Que la violence dans le monde atteigne aujourd’hui des sommets, que celle des hommes à l’égard des femmes se perpétue, que les religions alimentent souvent l’une et l’autre, que le champ d’exercice de la violence s’étende aux marginaux jugés pécheurs et scandaleux, mais aussi aux enfants, tous les esprits droits conscientisés en conviennent. Trop peu cependant parmi eux protestent activement contre les dérives monstrueuses que véhicule la prétention d’avoir la vérité et le droit de l’imposer à tous manu militari.
Voilà sans doute pourquoi un personnage exceptionnel de la trempe d’Irshad Manji apparaît comme un exemple à suivre aux personnes soucieuses de mener une vie conforme à leurs convictions. Pour qui ne la connaîtrait pas déjà, ou de réputation, signalons qu’Irshad Manji a tout d’une marginale. Elle est née en Ouganda de parents musulmans d’origine asiatique (Asie du Sud-Est), dont la première génération avait été établie par les Britanniques en Afrique de l’Est pour travailler aux voies de communication. La famille, devenue bien nantie et prospère, devra quitter le pays d’adoption, rejetée par le gouvernement d’Idi Amin Dada, le libérateur qui entendait le réserver aux Noirs. Irshad a quatre ans quand elle arrive au Canada. Elle fréquentera l’école à Richmond près de Vancouver après avoir été admise en garderie chrétienne chez les Baptistes des environs.
L’on soupçonne delà que la fillette musulmane, élevée dans le plus strict respect de sa religion, verra plein d’exemples différents autour d’elle dès la petite enfance. Comme elle est vive intellectuellement et s’intéresse à tout, elle obtiendra à huit ans le Prix du chrétien le plus prometteur de l’année !… ce qui amènera son père à la retirer de l’école publique pour la confier à l’école coranique, la madressa. Mais… l’environnement est multi-racial et multi-confessionnel, comme elle le souligne. Douée d’un esprit ouvert et d’un rare potentiel intellectuel, elle engrange et soupèse ces diverses façons de voir et de se comporter, ces pensées multiples, et soudain se révèle à elle, malgré elle, que le plus rébarbatif des sentiers qu’elle explore semble être celui de sa propre religion (qu’elle songera un moment à déserter, mais par nature elle préfère affronter les problèmes que les nier).

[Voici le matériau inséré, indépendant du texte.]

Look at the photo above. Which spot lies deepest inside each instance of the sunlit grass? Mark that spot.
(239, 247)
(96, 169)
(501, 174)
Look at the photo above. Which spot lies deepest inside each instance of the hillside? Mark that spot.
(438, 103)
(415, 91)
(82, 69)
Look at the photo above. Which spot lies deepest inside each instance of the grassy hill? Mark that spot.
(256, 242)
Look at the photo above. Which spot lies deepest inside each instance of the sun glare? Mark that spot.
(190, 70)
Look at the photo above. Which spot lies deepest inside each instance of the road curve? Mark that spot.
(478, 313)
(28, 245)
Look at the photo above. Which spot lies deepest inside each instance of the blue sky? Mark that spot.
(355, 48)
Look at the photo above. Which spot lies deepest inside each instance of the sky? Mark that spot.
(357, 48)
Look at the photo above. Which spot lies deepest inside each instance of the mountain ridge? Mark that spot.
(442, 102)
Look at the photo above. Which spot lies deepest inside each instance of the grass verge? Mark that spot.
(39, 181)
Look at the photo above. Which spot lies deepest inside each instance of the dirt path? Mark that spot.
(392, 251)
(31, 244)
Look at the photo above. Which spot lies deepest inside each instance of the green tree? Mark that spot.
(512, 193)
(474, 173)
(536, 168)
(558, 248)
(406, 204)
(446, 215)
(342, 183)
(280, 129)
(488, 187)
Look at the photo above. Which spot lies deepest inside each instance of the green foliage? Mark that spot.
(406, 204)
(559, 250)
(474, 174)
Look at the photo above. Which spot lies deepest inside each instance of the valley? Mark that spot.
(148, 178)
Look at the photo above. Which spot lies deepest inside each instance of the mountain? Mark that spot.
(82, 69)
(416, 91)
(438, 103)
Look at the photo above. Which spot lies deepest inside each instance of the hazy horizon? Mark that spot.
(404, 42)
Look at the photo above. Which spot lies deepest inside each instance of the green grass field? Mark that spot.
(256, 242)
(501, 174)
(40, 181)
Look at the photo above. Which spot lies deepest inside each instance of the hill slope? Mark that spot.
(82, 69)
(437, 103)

Soulignons ici qu’à lire Irshad Manji et à l’écouter, ce qui frappe chez elle, c’est l’honnêteté de sa démarche et le courage d’intégrer à son propre comportement les enseignements qui en découlent. Déjà à l’adolescence, ses souvenirs d’Afrique lui rappelant les comportements très durs de ses coreligionnaires à l’égard des Noirs, elle se refusa à visiter des amis de sa mère à qui elle n’aurait pu signaler les traitements qu’ils réservaient à leurs serviteurs noirs !

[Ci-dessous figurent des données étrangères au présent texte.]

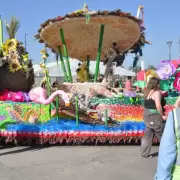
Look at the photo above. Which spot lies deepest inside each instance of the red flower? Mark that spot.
(177, 81)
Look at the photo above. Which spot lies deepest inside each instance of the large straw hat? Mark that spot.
(82, 37)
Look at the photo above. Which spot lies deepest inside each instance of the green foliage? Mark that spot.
(12, 27)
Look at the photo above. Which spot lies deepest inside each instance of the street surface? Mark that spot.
(76, 163)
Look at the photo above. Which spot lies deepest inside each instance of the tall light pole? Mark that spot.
(25, 42)
(169, 43)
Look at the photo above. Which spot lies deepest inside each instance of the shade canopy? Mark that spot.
(82, 37)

Consciente très jeune des excès de l’intégrisme musulman, mais consciente également de la crédulité de la plupart des croyants à qui l’on dénie toute compétence dans le domaine religieux, Irshad Manji met en cause la transmission traditionnelle des croyances dans le monde musulman, l’interprétation personnelle du Coran étant interdite au simple mortel qui doit s’en remettre aux seules autorités religieuses.
Ces constats, elle les fait graduellement, mais l’expérience de la liberté d’expression, elle la fera d’abord au lycée et en sera comblée. Car la formation reçue à la madressa est « autocratique », soulignera-t-elle. Sensible à la séparation entre garçons et filles, comme à la mosquée, elle s’interroge et interroge. C’est la volonté d’Allah, lui répond-on, volonté exprimée dans le Coran, le livre sacré… que la majeure partie des musulmans ne lisent pas faute de connaître la langue arabe (seulement 13 % des musulmans sont arabes). Irshad Manji n’a pas non plus une connaissance suffisante de l’arabe pour en saisir toutes les subtilités. La voilà donc partie à la recherche d’une édition du Coran… en anglais. Elle ne se fiera à aucune autre interprétation que celle qu’elle pourra asseoir sur sa propre compréhension, débattue avec d’autres à l’occasion, mais jamais niée. Son indépendance d’esprit se manifeste même un moment dans le fait de cultiver « une relation personnelle avec Dieu », écrit-elle. Elle restera musulmane si l’Islam le mérite. « C’était donc à l’Islam de me retenir.»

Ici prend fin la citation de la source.